William Padula, PhD, of the University of Southern California in Los Angeles, told MedPage Today that while pulse oximeters would likely have worked well in some previous trials, patient samples might not have been as representative of existing populations.
“I think what we’ve learned as a society, specifically when we prioritize fitness equity over other fitness priorities and service delivery, is that the number of patients sampled when calibrating those pulse oximeters are not from underrepresented minority groups, especially in this case. , darker-skinned people,” he said.
These findings “show, through fitness outcomes resulting from a generation of fitness that has proven effective in clinical trials, that once you put it into the genuine global realm and expose it to the variability of genuine patient populations, you see that it doesn’t serve everyone as well,” he continued.
Padula encouraged the use of diagnostic equipment to ensure accurate diagnosis and more equitable care.
“I say sensory generation is amazing, it has made healthcare more efficient. It ensures that we provide the right care to the right patient more regularly,” he said, noting, however, that “health systems want to allocate more resources to ensure that in addition to generation, other knowledge issues are collected for all other people with a disease of serious concern, such as COVID-19.
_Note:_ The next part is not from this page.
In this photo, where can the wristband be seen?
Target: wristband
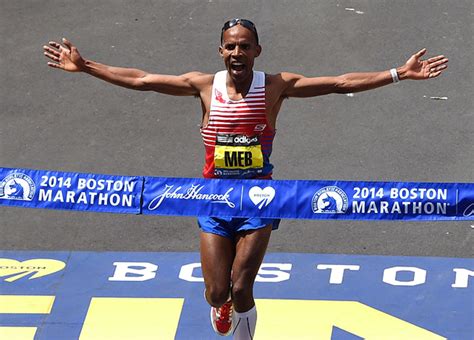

For this study, Wu and colleagues used insights from HCA Healthcare and Academy for Research Generation’s COVID-19 Consortium on 24,504 hospitalized COVID patients in 186 acute care facilities in the United States with at least one functional measure of SaO2 from March 2020 through October 2021.
The median age was 63. 9%, 41. 9% female, 41. 4% White, 32. 2% Hispanic, 16% Black, and 10. 4% were Asian, American Indian or Alaska Native, Hawaiian, Pacific Islander, or other race or ethnicity. On average, patients on racial and ethnic minority teams were younger than white patients.
SaO2 overestimated by pulse oximetry in black and Hispanic patients, as well as those of other racial identities, compared to white patients:
The researchers stated that other factors, such as hospital staff, availability of cures and practice patterns, may also have affected the time to treatment delivery. The exclusion of patients receiving oxygen treatment because of breathlessness, a possible deviation from rules set by providers, and the use of self-reported race and ethnicity as a replacement for actual skin tone, which would likely vary, would likely have also limited the study’s conclusions, they said.
Elizabeth Short is editor of MedPage Today and covers pulmonology, allergy and immunology. Follow
This study is supported by HCA Healthcare through the COVID-19 Consortium of HCA Healthcare and Academy for Research Generation, Johns Hopkins InHealth (the Johns Hopkins Precision Medicine Initiative), and the John Templeton Foundation.
Wu supported through a grant from the National Heart, Lung, and Blood Institute and the Department of Veterans Affairs, the Veterans Health Administration, the Office of Research and Development, and the Center for Quality, Efficiency, and Safety Innovations.
Co-authors reported relationships with HCA Healthcare, the National Heart, Lung, and Blood Institute, Novalung, Getinge/Maquet, ExThera, Altrazeal, Fresenius, MC3, Janssen Development, Gilead Life Sciences, Atea Pharmaceuticals, the FDA, and the Society for Primary Care Medicine.
Padula reported any conflicts of interest.